Seeking fuller context from PJ
P.J. Patterson not only has a good brain, but is an astute politician who, as prime minister of Jamaica, spoke deliberately, weighing his words with seeming care. He was known to explain to people who complained about his style that it was better that way. It was more difficult for him to be taken out of context.
We would hardly believe that though in official retirement, Mr Patterson would have jettisoned this standard. For he remains, in Jamaica and elsewhere, an important figure whose statements carry weight.
It is against that background we are surprised by, and seek clarification of, recent remarks of the former People's National Party (PNP) leader about Jamaica's current relationship with the International Monetary Fund (IMF) and the administration's meeting the Fund's quarterly economic performance targets, the sixth of which was confirmed by the IMF's executive board on Friday, unlocking a further US$68 million to the country.
Speaking at the opening of a sport complex in the southwestern town of Treasury Beach a week ago, Mr Patterson raised the issue of economic growth, or the lack thereof, in the context of the IMF agreement.
Acknowledging the constraints of the programme and the need for the Government to establish priorities, Mr Patterson said: "... Everybody has to understand, passing of the test is one thing, but getting growth and development must be the main objective."
"Without growth and development," Mr Patterson went on, "the economy is going to stagnate, and we are not going to provide the jobs which are necessary for the people to earn for themselves, rather than depend purely on social programmes which put the MP (member of parliament) under constant pressure."
Mr Patterson's logic, on the face of it, is unassailable.

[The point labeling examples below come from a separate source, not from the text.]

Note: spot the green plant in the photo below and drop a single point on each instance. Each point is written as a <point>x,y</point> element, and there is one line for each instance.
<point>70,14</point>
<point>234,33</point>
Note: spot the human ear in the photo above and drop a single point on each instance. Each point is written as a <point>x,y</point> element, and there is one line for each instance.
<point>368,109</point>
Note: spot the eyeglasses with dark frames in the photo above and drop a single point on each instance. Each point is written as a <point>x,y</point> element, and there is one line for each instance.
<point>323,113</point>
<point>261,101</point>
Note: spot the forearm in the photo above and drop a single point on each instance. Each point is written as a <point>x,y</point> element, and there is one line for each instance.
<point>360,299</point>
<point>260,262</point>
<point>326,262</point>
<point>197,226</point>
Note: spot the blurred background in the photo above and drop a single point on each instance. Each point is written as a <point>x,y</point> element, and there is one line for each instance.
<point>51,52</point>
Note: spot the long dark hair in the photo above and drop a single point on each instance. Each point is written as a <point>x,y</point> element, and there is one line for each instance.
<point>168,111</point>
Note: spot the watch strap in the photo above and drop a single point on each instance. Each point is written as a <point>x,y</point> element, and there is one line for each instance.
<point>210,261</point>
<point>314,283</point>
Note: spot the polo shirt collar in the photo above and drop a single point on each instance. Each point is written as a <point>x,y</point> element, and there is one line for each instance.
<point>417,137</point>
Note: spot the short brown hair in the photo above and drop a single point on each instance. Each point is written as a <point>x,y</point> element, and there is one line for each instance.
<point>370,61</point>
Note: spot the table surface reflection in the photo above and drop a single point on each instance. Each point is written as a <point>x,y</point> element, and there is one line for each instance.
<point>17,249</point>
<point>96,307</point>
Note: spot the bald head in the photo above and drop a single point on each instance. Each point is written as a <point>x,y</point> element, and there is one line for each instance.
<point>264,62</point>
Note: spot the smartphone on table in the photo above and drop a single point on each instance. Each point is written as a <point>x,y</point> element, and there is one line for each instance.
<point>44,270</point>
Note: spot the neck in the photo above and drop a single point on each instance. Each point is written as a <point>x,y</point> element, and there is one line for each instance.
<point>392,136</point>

But there is more. In which event, Mr Patterson's remark seems like a populist call for government spending, which it can ill afford and is unlikely to have been the former PM's intent.
Should this have been an aberration caused by a slippage of memory, it may be useful to remind Mr Patterson of the reason why the Government has to run a primary surplus of 7.5 per cent of gross domestic product, thus sharply curtailing its ability to spend.
At the time that Jamaica was negotiating the agreement with the Fund 30 months ago, Jamaica's debt was nearly 150 per cent of GDP. The cost of borrowing was unaffordable, well over 50 per cent of the Government's budget went to service the debt, and few people were willing to lend to Jamaica. For more than four decades, annual economic growth averaged less than one per cent. It was an aberration when the Government balanced its budget.
Of course, we have come close to beginning to get things right. In the 1990s, when Mr Patterson was prime minister, Jamaica successfully completed an agreement with the Fund. But shortly after Mr Patterson publicly bid the IMF "goodbye, ta-ta, au revoir", the fiscal spigots opened, followed by the financial-sector crisis of the mid-1990s and the Government's assumption of bailout debt.
The fiscal and other reforms contemplated by the IMF are prerequisites for the investment, jobs and growth for which Mr Patterson longs. And there are signs the policies are beginning to bear fruit, begging fuller context in the speeches of influential people.